A mechanism for heat transfer in a Votator-type scraped-surface heat exchanger

Abstract

The mechanism for heat transfer in a SSHE consists of three steps, viz.: • Penetration of heat by conduction in a thin layer close to the heat transfer surface in the time between two scrapings. • Partial temperature equalization in the boundary layer that builds up on the scraper blade. • Convective radial transport from the cooled layer to the bulk of the liquid. Taylor vortices contribute to this radial transport. Heat transfer measurements were conducted under various conditions.
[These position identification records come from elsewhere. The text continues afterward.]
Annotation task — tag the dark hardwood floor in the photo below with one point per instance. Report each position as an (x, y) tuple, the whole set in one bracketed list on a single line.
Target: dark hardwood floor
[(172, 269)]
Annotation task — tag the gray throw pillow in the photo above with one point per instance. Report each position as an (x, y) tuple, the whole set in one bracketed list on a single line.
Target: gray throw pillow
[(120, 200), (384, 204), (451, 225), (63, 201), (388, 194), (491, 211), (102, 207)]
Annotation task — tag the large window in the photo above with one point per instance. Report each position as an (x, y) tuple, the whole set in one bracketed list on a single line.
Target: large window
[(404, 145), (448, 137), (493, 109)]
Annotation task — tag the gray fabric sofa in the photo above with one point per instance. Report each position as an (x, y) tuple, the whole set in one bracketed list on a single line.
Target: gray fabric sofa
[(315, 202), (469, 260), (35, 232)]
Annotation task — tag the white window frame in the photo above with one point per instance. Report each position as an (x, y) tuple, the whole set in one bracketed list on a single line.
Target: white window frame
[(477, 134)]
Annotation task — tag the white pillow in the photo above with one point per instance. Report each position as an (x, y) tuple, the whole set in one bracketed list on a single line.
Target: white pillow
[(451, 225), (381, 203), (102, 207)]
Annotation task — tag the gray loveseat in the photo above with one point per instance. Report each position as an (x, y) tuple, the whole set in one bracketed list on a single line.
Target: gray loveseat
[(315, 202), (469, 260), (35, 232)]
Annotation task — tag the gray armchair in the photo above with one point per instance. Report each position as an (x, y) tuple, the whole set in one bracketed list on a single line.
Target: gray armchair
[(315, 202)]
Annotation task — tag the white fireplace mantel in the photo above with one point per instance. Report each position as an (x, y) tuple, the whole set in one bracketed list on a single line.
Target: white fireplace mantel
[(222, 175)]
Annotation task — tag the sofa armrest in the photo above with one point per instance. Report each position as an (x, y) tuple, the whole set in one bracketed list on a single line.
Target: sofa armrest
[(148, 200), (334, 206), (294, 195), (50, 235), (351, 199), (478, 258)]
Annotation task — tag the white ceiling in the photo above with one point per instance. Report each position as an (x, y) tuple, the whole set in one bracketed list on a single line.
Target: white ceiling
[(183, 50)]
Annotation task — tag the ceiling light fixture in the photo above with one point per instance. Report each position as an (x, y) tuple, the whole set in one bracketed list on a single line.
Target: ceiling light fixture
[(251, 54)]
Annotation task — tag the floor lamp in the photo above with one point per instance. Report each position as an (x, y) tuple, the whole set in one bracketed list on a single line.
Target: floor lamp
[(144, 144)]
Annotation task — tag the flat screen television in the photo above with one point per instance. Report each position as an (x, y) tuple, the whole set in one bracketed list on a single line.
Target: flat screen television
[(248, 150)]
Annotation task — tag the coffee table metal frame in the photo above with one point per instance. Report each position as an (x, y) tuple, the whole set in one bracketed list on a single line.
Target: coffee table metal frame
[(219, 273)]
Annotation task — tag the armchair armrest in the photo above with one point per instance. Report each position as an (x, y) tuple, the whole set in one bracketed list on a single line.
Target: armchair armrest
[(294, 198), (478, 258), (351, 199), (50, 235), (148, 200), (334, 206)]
The heat transfer coefficient can be described by means of an equation resulting from penetration theory, modified by an empirically determined correction factor ϕ. In ϕ are included: • The incompleteness of the temperature equalization in the boundary layer. • The effect of radial dispersion. • The decrease in driving force for heat transfer due to axial dispersion. When the influence of the axial dispersion on heat transfer is absent (high mass flow rates), ϕ is a function of Pr. If Taylor vortices are present, the value of ϕ is independent of Re R . Below the critical Reynolds number ϕ decreases due to insufficient radial mixing. At low mass flow rates the influence of the axial dispersion on the driving force for heat transfer is important. The apparent decrease in heat transfer coefficient due to this effect can be calculated. To do so, the plug flow with dispersion model is applied in which the axial dispersion coefficient is calculated from the standard deviation of the residence time distribution curve.